Where to start? There are a few tactical and immediate things you can do. You can build more inventory by ordering and stocking more. You can develop alternative sources of supply.

But perhaps the most important thing CEOs should do in 2022 is apply new lenses of scrutiny to their capital decisions. CEOs must think more holistically about their manufacturing investments. Cost and access to new markets are important, but CEOs also should assess investments through the lenses of talent, geopolitics, and the climate.

I’m getting a lot more inquiries from companies about mitigating geopolitical risk. We’re seeing more companies looking to re-shore, such as by shifting some production of consumer durables like small home appliances and power tools from Asia to Mexico if those goods are sold in North America. But this will require a slow transition. It will take significant capital investment and a good three to five years to get new factories and suppliers up and running.

CEOs also should start factoring carbon costs into new manufacturing investments. This isn’t top of mind yet for many CEOs, but it should be. The EU is phasing in a system for taxing carbon emissions associated with imported goods, and other nations may follow suit. Also, around 80% of the world’s major companies say they plan to become carbon neutral. So your customers are likely to take a harder look at your carbon footprint. By using a climate lens, you may find it’s better to put a new plant in an area where renewable energy is abundant, rather than a place where you’ll have to burn fossil fuels.

Treat Cyber Attacks as a Business Risk, Not an IT Problem
(by
Paul O’Rourke)

Over the past 12 months, we’ve been seeing both an escalating impact and an expanding breadth of cyber attacks. These attacks are moving across organisations, regions, and industries, and the targets are spreading well beyond your IT systems to your operating system, your people, and your value chain.

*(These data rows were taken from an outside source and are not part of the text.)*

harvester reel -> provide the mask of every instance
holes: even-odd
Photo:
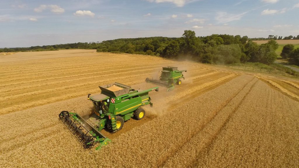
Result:
[[[181,83],[182,83],[182,81],[181,80],[179,79],[178,80],[176,81],[176,84],[177,84],[178,85],[181,85]]]

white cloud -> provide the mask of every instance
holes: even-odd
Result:
[[[35,18],[30,18],[29,19],[29,20],[31,21],[33,21],[33,22],[36,22],[37,21],[37,19]]]
[[[276,13],[285,13],[287,10],[287,8],[285,7],[280,10],[269,10],[269,9],[267,9],[263,10],[261,13],[261,14],[262,15],[274,15]]]
[[[262,0],[262,2],[264,2],[266,3],[271,3],[271,4],[275,4],[278,2],[279,0]]]
[[[292,25],[275,25],[273,26],[273,28],[289,28],[293,26]]]
[[[187,18],[192,18],[193,17],[193,15],[191,14],[187,14]]]
[[[64,12],[64,9],[56,5],[48,5],[51,8],[51,11],[55,13],[62,13]]]
[[[46,5],[41,5],[38,7],[34,8],[34,11],[36,12],[41,12],[42,11],[47,9]]]
[[[261,32],[274,32],[275,30],[272,29],[260,29],[257,31]]]
[[[170,2],[174,4],[177,6],[182,7],[185,4],[190,1],[190,0],[147,0],[149,2],[155,2],[156,3],[162,3],[164,2]]]
[[[78,16],[88,16],[91,17],[94,16],[94,13],[90,10],[77,10],[74,14],[74,15]]]
[[[278,13],[278,11],[277,10],[271,9],[269,10],[269,9],[265,9],[263,11],[261,14],[262,15],[273,15],[277,13]]]
[[[201,29],[204,28],[202,26],[193,26],[192,28],[194,29]]]
[[[64,12],[64,9],[56,5],[41,5],[35,8],[34,10],[36,12],[41,12],[48,9],[50,9],[51,12],[59,14]]]
[[[218,12],[217,16],[215,17],[215,19],[219,23],[226,23],[235,20],[239,20],[247,13],[246,12],[240,14],[233,14],[228,13],[226,12]]]
[[[205,21],[206,20],[206,19],[193,19],[186,22],[185,23],[189,24],[191,23],[198,22],[202,24],[205,23]]]

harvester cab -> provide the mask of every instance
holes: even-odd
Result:
[[[89,118],[85,119],[75,112],[67,111],[62,111],[59,115],[86,148],[99,143],[96,149],[111,141],[101,133],[101,130],[106,128],[115,132],[120,130],[124,121],[131,117],[137,120],[143,118],[145,111],[141,106],[152,105],[149,92],[158,91],[158,87],[136,90],[117,82],[99,87],[100,94],[88,96],[87,99],[94,106],[94,113]]]
[[[183,75],[183,71],[187,72],[186,70],[180,71],[178,67],[172,66],[164,67],[162,68],[161,75],[159,80],[147,78],[145,80],[147,82],[157,84],[166,86],[167,91],[170,91],[174,89],[175,84],[179,85],[181,83],[180,78],[185,79]]]

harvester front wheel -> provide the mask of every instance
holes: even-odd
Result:
[[[182,83],[182,81],[179,79],[178,80],[176,81],[176,84],[178,84],[178,85],[181,85],[181,84]]]
[[[136,120],[140,120],[144,117],[145,115],[145,111],[141,107],[138,108],[135,112],[134,113],[134,116]]]
[[[123,126],[123,119],[120,116],[117,116],[115,117],[116,119],[116,128],[117,130],[120,130]]]

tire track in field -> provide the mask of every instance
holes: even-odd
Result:
[[[128,80],[130,82],[125,84],[129,85],[133,85],[139,83],[141,83],[144,81],[144,80],[139,80],[132,81],[132,79]],[[125,82],[124,81],[124,82]],[[49,103],[53,103],[59,101],[65,100],[79,97],[79,96],[87,95],[89,93],[94,93],[98,92],[99,89],[96,89],[81,91],[75,94],[64,94],[62,96],[51,97],[46,99],[39,100],[38,101],[31,102],[29,103],[23,103],[20,105],[15,105],[12,106],[8,107],[5,107],[0,109],[0,115],[10,113],[15,111],[24,110],[32,107],[35,106],[40,106]]]
[[[199,151],[202,150],[202,149],[199,148],[198,146],[202,147],[203,147],[202,146],[205,146],[207,144],[210,143],[214,139],[219,131],[221,131],[229,120],[231,115],[236,111],[240,105],[243,102],[245,97],[250,92],[252,87],[255,85],[258,81],[258,80],[255,80],[257,79],[256,78],[253,78],[251,80],[245,84],[233,96],[227,99],[213,112],[213,115],[205,124],[204,124],[199,132],[192,135],[190,138],[188,138],[187,140],[186,143],[180,145],[175,151],[173,151],[173,154],[171,157],[168,158],[165,160],[163,164],[159,165],[158,167],[172,167],[173,165],[180,165],[182,167],[187,167],[192,165],[194,163],[194,160],[195,159],[194,158],[194,156],[197,156]],[[246,88],[248,88],[246,89]],[[244,91],[246,91],[245,94],[242,92]],[[240,99],[240,98],[241,99]],[[237,104],[236,104],[236,102],[238,103]],[[234,106],[234,105],[235,105],[235,106]],[[233,109],[233,110],[230,111],[230,109],[232,108]],[[228,111],[228,112],[227,113],[227,114],[225,114],[225,112],[226,111]],[[226,114],[227,116],[227,117],[223,117],[224,114]],[[222,122],[219,122],[219,120],[222,120]],[[220,126],[215,127],[215,125],[220,125]],[[206,140],[204,138],[203,138],[203,137],[207,138],[208,140],[208,141],[204,141],[204,140]],[[208,137],[208,138],[207,137]],[[203,139],[204,140],[201,140]],[[185,149],[188,149],[189,150],[186,151]],[[184,157],[182,157],[182,155],[185,155],[184,153],[186,151],[188,151],[188,155],[190,155],[187,156],[190,156],[190,157],[187,157],[187,159]],[[189,154],[190,153],[192,154]],[[192,158],[192,157],[193,157],[193,158]],[[184,165],[181,165],[181,163],[184,163]]]
[[[156,66],[159,66],[159,65],[157,65]],[[150,70],[152,70],[152,69],[156,69],[157,68],[156,68],[156,67],[153,67],[153,66],[144,66],[144,67],[143,67],[142,68],[151,68]],[[159,67],[160,66],[159,66]],[[126,74],[128,73],[129,72],[132,72],[132,71],[136,71],[136,70],[135,70],[135,69],[140,69],[140,68],[137,67],[137,68],[127,68],[127,69],[123,69],[123,69],[121,68],[120,69],[119,69],[119,70],[123,70],[123,71],[125,71],[125,70],[129,70],[130,71],[127,71],[127,72],[120,72],[120,73],[114,73],[114,77],[115,77],[116,75],[120,75],[122,74]],[[210,71],[211,71],[211,70],[210,70]],[[202,71],[202,70],[198,71],[198,70],[197,70],[197,71],[196,71],[196,70],[195,70],[195,71],[194,71],[194,72],[198,72],[198,71]],[[105,74],[105,75],[101,75],[101,77],[109,77],[109,76],[111,76],[111,74],[107,74],[107,73],[106,73],[106,72],[110,72],[110,71],[108,71],[108,72],[102,71],[102,72],[92,72],[92,73],[86,73],[86,74],[78,74],[78,75],[70,75],[70,76],[65,76],[64,77],[57,77],[56,78],[55,78],[55,79],[53,79],[53,78],[52,78],[52,79],[49,78],[48,80],[53,80],[53,79],[62,79],[62,78],[67,78],[67,77],[70,77],[70,77],[79,77],[79,76],[81,76],[85,75],[88,75],[88,75],[92,75],[92,74],[99,74],[99,73],[100,73],[100,74],[104,73],[104,74]],[[115,71],[118,71],[116,70]],[[2,92],[3,93],[5,93],[5,92],[12,92],[12,91],[19,91],[20,90],[22,90],[22,91],[23,91],[23,90],[24,90],[24,89],[27,89],[27,88],[34,88],[39,87],[42,87],[42,86],[45,86],[50,85],[55,85],[55,84],[61,84],[61,83],[69,83],[70,82],[74,82],[74,81],[80,81],[80,80],[86,80],[86,79],[94,79],[94,78],[95,78],[94,77],[93,77],[93,76],[87,77],[80,77],[80,78],[75,78],[75,79],[71,79],[71,80],[64,80],[58,81],[56,81],[56,82],[50,82],[50,83],[43,83],[42,84],[35,84],[35,85],[27,85],[25,86],[23,86],[18,87],[17,88],[15,87],[13,87],[13,88],[7,88],[7,89],[4,89],[4,89],[0,89],[0,92]],[[34,80],[34,81],[32,81],[32,83],[36,83],[36,82],[40,82],[40,81],[43,81],[44,80]],[[21,82],[22,83],[23,82]],[[31,82],[30,83],[31,83]],[[16,85],[19,85],[21,84],[21,83],[15,83],[15,84]]]

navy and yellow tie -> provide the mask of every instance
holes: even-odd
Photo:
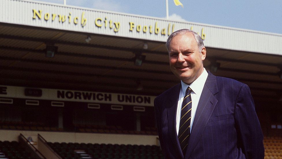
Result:
[[[192,110],[192,90],[189,87],[186,89],[185,95],[182,103],[181,116],[178,131],[178,139],[182,152],[184,155],[190,136],[191,110]]]

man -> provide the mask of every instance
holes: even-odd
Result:
[[[166,159],[264,158],[263,136],[246,85],[207,72],[196,33],[182,29],[166,44],[181,83],[157,97],[158,132]]]

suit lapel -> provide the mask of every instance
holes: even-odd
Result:
[[[167,110],[168,119],[170,119],[168,121],[168,131],[170,137],[171,138],[173,147],[175,148],[179,156],[178,158],[183,158],[184,156],[180,145],[178,140],[178,138],[176,132],[176,111],[177,110],[177,105],[179,97],[179,92],[181,87],[181,83],[175,87],[175,89],[173,90],[172,95],[170,96],[168,100],[167,105],[168,106]]]
[[[208,72],[196,111],[185,158],[188,158],[192,154],[217,103],[214,96],[218,92],[216,77]]]

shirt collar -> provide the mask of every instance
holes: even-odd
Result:
[[[206,82],[208,74],[207,72],[204,68],[204,71],[201,75],[190,85],[187,85],[181,81],[182,92],[185,94],[186,89],[188,87],[190,87],[190,88],[196,94],[201,93],[203,90],[203,88],[204,87],[204,85]]]

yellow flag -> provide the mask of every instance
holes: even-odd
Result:
[[[174,1],[174,4],[175,4],[175,6],[179,6],[180,5],[183,8],[183,5],[181,3],[181,2],[179,1],[179,0],[173,0]]]

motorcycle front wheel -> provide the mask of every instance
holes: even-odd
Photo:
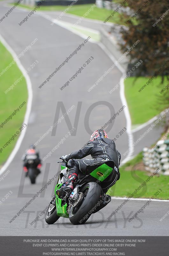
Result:
[[[45,221],[48,224],[53,224],[60,218],[57,215],[55,198],[55,196],[54,196],[46,212]]]

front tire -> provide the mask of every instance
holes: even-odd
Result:
[[[48,224],[53,224],[59,220],[60,216],[57,215],[55,196],[49,204],[45,215],[45,221]]]
[[[69,218],[74,225],[84,224],[93,213],[91,210],[98,202],[102,194],[100,186],[95,182],[90,182],[80,189],[83,194],[83,198],[80,205],[71,207]]]

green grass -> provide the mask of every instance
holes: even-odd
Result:
[[[13,60],[12,56],[0,42],[0,73]],[[23,78],[21,81],[15,85],[12,90],[5,94],[6,91],[22,75],[22,73],[18,66],[15,63],[0,77],[0,125],[24,101],[27,101],[27,92],[25,79]],[[12,117],[4,125],[0,128],[0,149],[8,141],[12,136],[19,130],[22,125],[26,111],[25,104],[19,112]],[[14,147],[19,134],[11,144],[0,153],[0,165],[6,160]]]
[[[78,4],[72,6],[67,13],[71,14],[76,15],[81,17],[84,14],[87,12],[91,6],[94,4]],[[12,5],[13,4],[12,4]],[[23,7],[28,10],[32,10],[34,7],[32,6],[26,6],[24,4],[19,4],[19,6]],[[52,6],[40,6],[39,9],[37,11],[64,11],[67,8],[67,6],[62,6],[62,5],[53,5]],[[85,18],[88,19],[95,19],[98,20],[100,20],[104,21],[112,12],[112,10],[108,10],[104,8],[98,8],[95,7],[92,11],[89,12],[88,14],[87,15]],[[114,17],[112,17],[109,20],[109,22],[116,23],[118,24],[123,24],[125,25],[124,21],[122,21],[120,18],[120,15],[118,12],[116,13]],[[62,20],[61,18],[60,20]]]
[[[129,196],[151,175],[146,171],[134,170],[134,167],[133,166],[141,162],[142,160],[142,153],[141,153],[136,157],[127,163],[125,167],[120,168],[120,178],[109,190],[108,193],[110,196],[122,197]],[[127,167],[128,170],[126,170]],[[155,175],[133,197],[151,198],[154,196],[155,199],[169,199],[169,176]],[[160,189],[162,192],[156,196],[154,194]]]
[[[144,123],[168,107],[168,104],[162,102],[164,94],[168,91],[162,94],[159,92],[169,83],[166,78],[162,84],[161,77],[158,76],[141,92],[138,92],[149,79],[141,77],[134,82],[135,77],[128,77],[125,81],[125,95],[132,124]]]

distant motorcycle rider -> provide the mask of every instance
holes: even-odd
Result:
[[[92,159],[82,159],[90,155]],[[79,171],[85,173],[88,165],[96,162],[111,160],[114,163],[111,180],[104,183],[104,187],[102,188],[105,193],[120,178],[119,166],[121,155],[116,149],[113,140],[109,139],[104,130],[98,130],[94,132],[90,137],[90,142],[83,149],[63,156],[61,158],[64,161],[68,162],[68,166],[70,168],[68,171],[65,185],[56,192],[60,197],[64,196],[66,192],[70,193],[71,192]]]
[[[42,166],[41,160],[39,157],[39,151],[36,150],[36,147],[33,144],[32,144],[30,148],[26,150],[25,154],[22,158],[22,160],[24,161],[23,169],[25,172],[26,177],[28,176],[29,167],[28,160],[31,158],[34,159],[35,167],[38,171],[38,174],[39,174],[41,172],[39,170]]]

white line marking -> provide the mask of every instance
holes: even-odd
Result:
[[[118,197],[116,196],[111,196],[112,199],[117,199],[119,200],[125,200],[125,199],[127,199],[128,197]],[[160,199],[151,199],[150,198],[130,198],[128,202],[129,202],[130,200],[137,200],[140,201],[147,201],[148,200],[150,200],[151,199],[151,201],[157,201],[157,202],[169,202],[169,200],[161,200]]]
[[[6,47],[7,50],[11,54],[13,59],[15,59],[17,57],[17,55],[15,52],[11,48],[11,46],[9,45],[5,41],[5,39],[0,34],[0,41],[1,41],[1,43]],[[23,123],[25,123],[27,124],[28,123],[29,118],[30,115],[30,113],[31,112],[32,99],[33,98],[33,93],[32,84],[29,76],[28,75],[25,73],[26,72],[26,70],[25,69],[24,67],[21,64],[20,60],[18,59],[17,59],[17,60],[16,61],[16,62],[17,63],[19,68],[21,70],[22,73],[24,73],[24,74],[25,74],[25,77],[26,82],[27,88],[28,91],[28,101],[27,102],[26,110],[24,117],[24,119],[23,121]],[[27,127],[25,127],[23,131],[22,131],[20,136],[19,137],[19,138],[17,140],[14,148],[11,153],[10,156],[8,158],[7,161],[5,162],[5,164],[1,168],[0,171],[0,175],[1,175],[5,171],[6,169],[8,168],[15,156],[19,148],[22,140],[23,140],[23,139],[24,139],[27,127]]]
[[[114,63],[116,61],[116,58],[112,55],[111,53],[109,53],[109,51],[106,49],[102,43],[97,43],[100,47],[102,50],[105,51],[105,53],[109,57],[110,59]],[[124,109],[124,113],[126,120],[126,132],[128,135],[129,138],[129,151],[127,156],[124,158],[124,160],[122,162],[122,164],[124,164],[127,161],[129,161],[131,159],[131,157],[132,156],[134,151],[134,147],[133,145],[133,135],[131,131],[131,120],[130,117],[129,110],[128,107],[128,105],[125,97],[124,94],[124,83],[123,78],[125,75],[125,69],[123,68],[121,65],[118,63],[117,65],[117,67],[119,70],[123,73],[123,75],[120,78],[120,96],[121,100],[123,106],[124,105],[126,106],[126,108]]]

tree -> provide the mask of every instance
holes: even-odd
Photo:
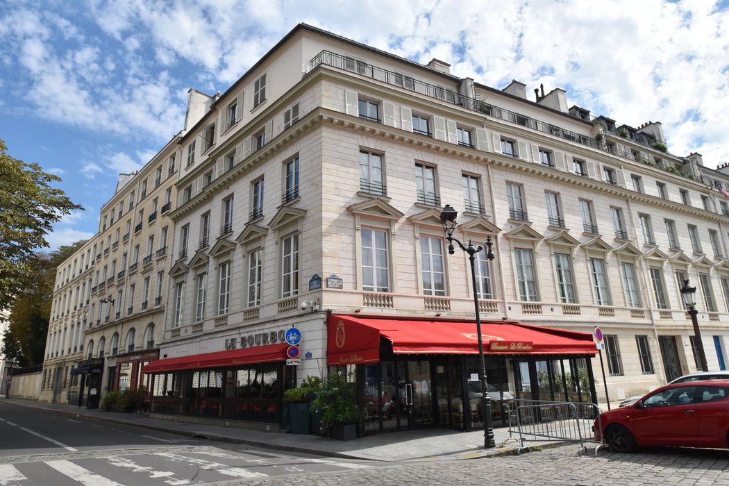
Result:
[[[0,309],[8,308],[25,279],[36,273],[34,252],[47,247],[45,235],[74,204],[52,184],[61,178],[7,153],[0,140]]]

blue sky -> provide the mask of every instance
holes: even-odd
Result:
[[[0,0],[0,138],[86,209],[51,247],[88,238],[119,173],[182,128],[189,88],[225,91],[305,22],[494,87],[562,87],[619,124],[660,121],[669,151],[715,167],[729,162],[727,3]]]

CEOs need to reframe their approach – from cybersecurity to cyber risk. The mindset today is too focused on vulnerabilities and exposures. Many companies still see cybersecurity as a technology problem, something for the IT department to deal with. The IT function is critical, but the response required is much more than just from IT. Approaching cyber from a risk perspective helps you better prioritise investments for protecting the organisation.

If technology were the only factor, we’d have addressed it by now. Instead, criminals are increasingly targeting organisations through their people. They attack the weakest links. In many cases, organisations have been compromised because an employee clicks on a phishing email or disregards advice to not use the same password for all their accounts. Cyber attacks also target suppliers. If the company is a bank, this could be a software provider. If you’re a retailer, it could be a payments processor or data management firm that’s connected to your organisation. In a world of interconnected supply chains, attacks on one company increasingly impact others as well.

Approaching cybersecurity from an enterprise risk perspective requires a different skill set. It also requires a comprehensive approach that spans technology as well as governance, reporting, oversight, your people, and your supply chain. Indeed, regulators are increasingly focusing on cyber risks within organisations – and are putting the onus and liability on these organisations, and their directors, to manage and govern this risk more effectively.

But it also requires a strategic approach to what you protect. Not all assets are equal. So the most urgent priority is for CEOs to identify their organisation’s crown jewels – assets that, if compromised, will cause the most financial, reputational, regulatory, or operational damage – and overprotect them relative to other assets. If your customer data is a crown jewel, for example, then the impact on the organisation could be material if it’s compromised. So in this instance, the practical response is to ensure your customer data stores are appropriately protected relative to the risk you are facing.